Why do I feel this way?
I’ve had to ask myself that question more times than I can count ever since I met you. Seeing you smile incites my happiness, but when you’re smiling around another guy I just feel envy. It’s funny how in life the safest can be the most dangerous; because those you love the most can cause you to feel so much hatred.
“When a man learns to love, he must bear the risk of hatred.”
I love it when you hold my hand and we talk about the stars, deep within it’s like I should just put you behind bars and have you for myself alone, but I won’t be right to covet your attention. ‘I appreciate you fondly,’ that’s the best expression my lips can muster. I can’t tell you I love you, because I don’t know what it means to you, I don’t want to unconsciously awaken that promise in your heart and then fall short of the standards you hold for it.

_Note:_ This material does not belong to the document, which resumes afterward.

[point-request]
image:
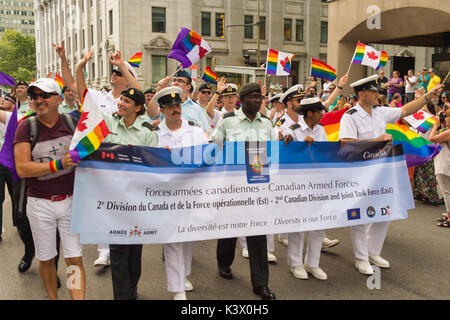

But there’s something I’m more afraid of, more than breaking your heart something stifles my thoughts when I mull over it and that is you breaking mine. It would be like standing before a firing squad and hearing the commander’s echoless cry; “Fire!” the blast of several guns, bullets rending my heart, and then, nothing more… never again would I see the light of day. Yes, I’m afraid that if my heart gets broken, never again would it yearn to be vulnerable.
Why do I feel this way?
Sometimes I ponder if it’s my hormones driving me or if I really want you. I don’t want ours to be the common story between boys and girls, I want something more, I want us to defy all odds, pass through the fire and come out as pure refined gold. I don’t believe relationships were ordained to go a certain way, I believe it depends upon the ones involved to create their own path, not follow others’ trails.
I perceive that this cry is from the deepest part of my heart, maybe that’s why my lips do not possess the understanding to effectively communicate it.
All they can do is ask “WHY DO I FEEL THIS WAY?”